A Survey on Sugarcane Plant Disease Detection Using Deep Learning with Fusion Method
A Survey on Sugarcane Plant Disease Detection Using Deep Learning with Fusion Method
Authors:
Mr. Kumar K1, Aishwarya B C2, Amrutha J3, Apoorva R Navda4 , G Madhu Prathika5
Associate Professor, Dept of CSE, KSIT, Karnataka, India1 Student, Dept of CSE, KSIT, Karnataka, India2-5
ABSTRACT - Sugarcane is one of the most important commercial crops worldwide but its productivity is greatly affected by diseases such as red rot, rust, mosaic, smut and yellow leaf disease. Conventional disease detection techniques are based on manual inspection which is a time-consuming, labor-intensive and error prone process. This paper gives a detailed review of the deep learning methods for the automated detection of sugarcane diseases with a special focus on the fusion methods of stem and leaf features. Different deep learning architectures such as CNN, VGG, ResNet, EfficientNet, DenseNet, MobileNet, and YOLO are analyzed and compared in terms of accuracy, efficiency, and deployment capability. The study also explores multimodal approaches, such as hyperspectral imaging, thermal imaging and environmental data integration, to enhance prediction performance.
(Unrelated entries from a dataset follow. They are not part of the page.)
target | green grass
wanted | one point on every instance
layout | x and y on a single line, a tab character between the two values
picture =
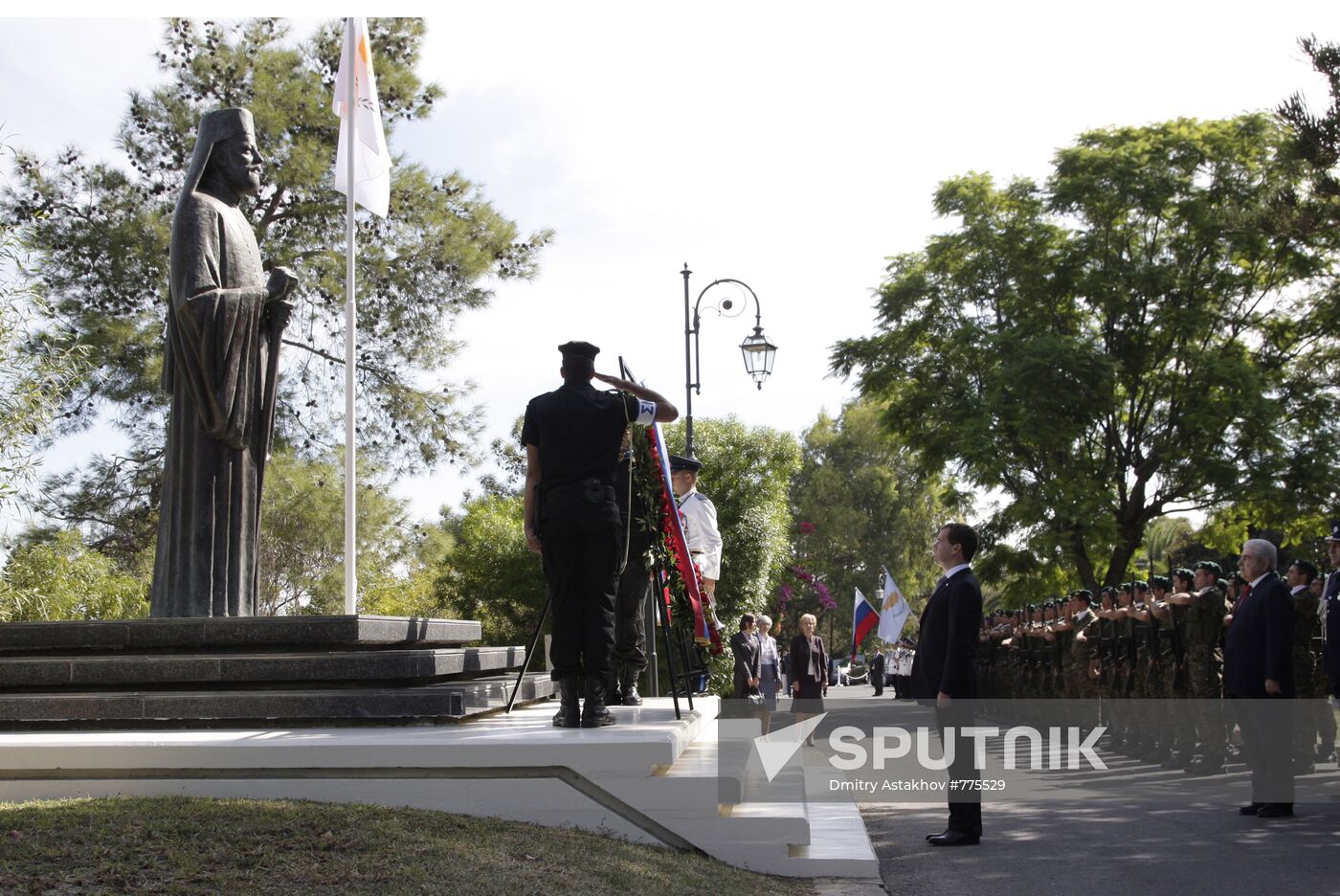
244	846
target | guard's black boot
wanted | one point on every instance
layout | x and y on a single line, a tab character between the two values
629	687
569	714
593	713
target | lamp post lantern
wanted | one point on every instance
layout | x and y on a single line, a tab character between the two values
759	354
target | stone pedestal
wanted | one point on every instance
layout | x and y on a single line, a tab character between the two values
224	673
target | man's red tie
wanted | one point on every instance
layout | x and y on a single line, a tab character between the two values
1242	597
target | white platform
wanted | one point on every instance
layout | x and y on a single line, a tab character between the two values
650	778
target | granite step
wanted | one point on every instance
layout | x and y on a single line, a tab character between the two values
352	633
426	704
147	670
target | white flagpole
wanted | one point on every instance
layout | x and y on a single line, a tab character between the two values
350	325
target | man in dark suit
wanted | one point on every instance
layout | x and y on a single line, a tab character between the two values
1329	614
945	675
877	671
1259	680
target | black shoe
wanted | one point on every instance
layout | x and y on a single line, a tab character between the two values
1276	811
569	714
627	688
593	713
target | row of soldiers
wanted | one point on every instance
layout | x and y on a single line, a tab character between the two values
1136	650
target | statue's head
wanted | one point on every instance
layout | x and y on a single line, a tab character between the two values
225	153
237	162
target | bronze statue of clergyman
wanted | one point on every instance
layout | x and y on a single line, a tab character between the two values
224	328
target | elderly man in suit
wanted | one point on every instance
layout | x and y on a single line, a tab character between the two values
1259	680
945	675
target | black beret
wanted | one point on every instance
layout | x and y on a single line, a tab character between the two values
579	349
690	463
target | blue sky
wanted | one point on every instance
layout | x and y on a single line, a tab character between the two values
776	144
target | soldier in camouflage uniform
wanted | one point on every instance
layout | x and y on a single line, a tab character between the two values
1145	673
1205	611
1107	650
1081	668
1175	728
1123	687
1320	686
1306	627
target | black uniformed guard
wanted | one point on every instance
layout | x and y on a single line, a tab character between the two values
572	438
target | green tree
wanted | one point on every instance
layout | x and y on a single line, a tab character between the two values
63	579
302	546
870	505
106	231
491	576
36	374
1116	345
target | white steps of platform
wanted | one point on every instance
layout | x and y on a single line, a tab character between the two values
649	778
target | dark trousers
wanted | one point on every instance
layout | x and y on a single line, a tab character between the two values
1266	725
630	631
582	567
965	799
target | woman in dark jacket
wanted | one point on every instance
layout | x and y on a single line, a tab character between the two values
808	671
744	644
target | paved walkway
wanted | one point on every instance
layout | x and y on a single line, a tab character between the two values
1101	849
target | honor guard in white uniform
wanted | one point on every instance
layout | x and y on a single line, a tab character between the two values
700	517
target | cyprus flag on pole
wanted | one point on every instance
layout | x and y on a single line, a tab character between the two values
371	158
894	610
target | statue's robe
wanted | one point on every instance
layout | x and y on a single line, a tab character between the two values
214	369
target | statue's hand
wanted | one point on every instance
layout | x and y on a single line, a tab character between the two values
281	281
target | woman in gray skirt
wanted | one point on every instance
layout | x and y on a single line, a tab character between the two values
770	670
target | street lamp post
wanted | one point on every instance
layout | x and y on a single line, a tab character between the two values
759	352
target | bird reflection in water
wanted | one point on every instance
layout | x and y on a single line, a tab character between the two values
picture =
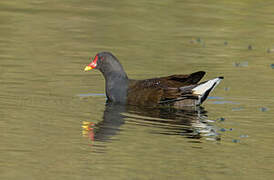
190	122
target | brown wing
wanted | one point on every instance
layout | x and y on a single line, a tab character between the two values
163	89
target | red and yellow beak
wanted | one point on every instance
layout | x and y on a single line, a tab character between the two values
92	65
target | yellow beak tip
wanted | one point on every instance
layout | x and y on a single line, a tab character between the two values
87	68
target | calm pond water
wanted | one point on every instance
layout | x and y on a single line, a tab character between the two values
54	122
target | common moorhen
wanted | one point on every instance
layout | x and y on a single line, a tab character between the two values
174	90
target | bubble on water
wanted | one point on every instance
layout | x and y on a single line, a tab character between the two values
236	140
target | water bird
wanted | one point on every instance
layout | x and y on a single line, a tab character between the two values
174	90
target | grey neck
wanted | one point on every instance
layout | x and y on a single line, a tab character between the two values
116	86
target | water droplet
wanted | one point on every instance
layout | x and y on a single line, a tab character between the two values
250	47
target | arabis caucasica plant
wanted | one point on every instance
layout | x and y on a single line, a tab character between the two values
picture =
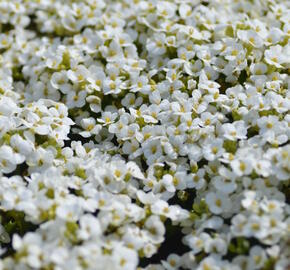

Reported results show that advanced models like EfficientNet-B7 and DenseNet201 achieve accuracies above 99%, while lightweight models like MobileNet allow for real-time mobile deployment. The review highlights significant research gaps such as small datasets, lack of stem-leaf fusion studies, no severity classification, and real-world deployment issues. Future research directions are related to explainable AI, multimodal fusion, lightweight edge computing models, and precision agriculture applications for sustainable sugarcane cultivation.
Key Words: Sugarcane disease detection, Deep learning, CNN, Stem-leaf fusion, Computer vision, Precision agriculture.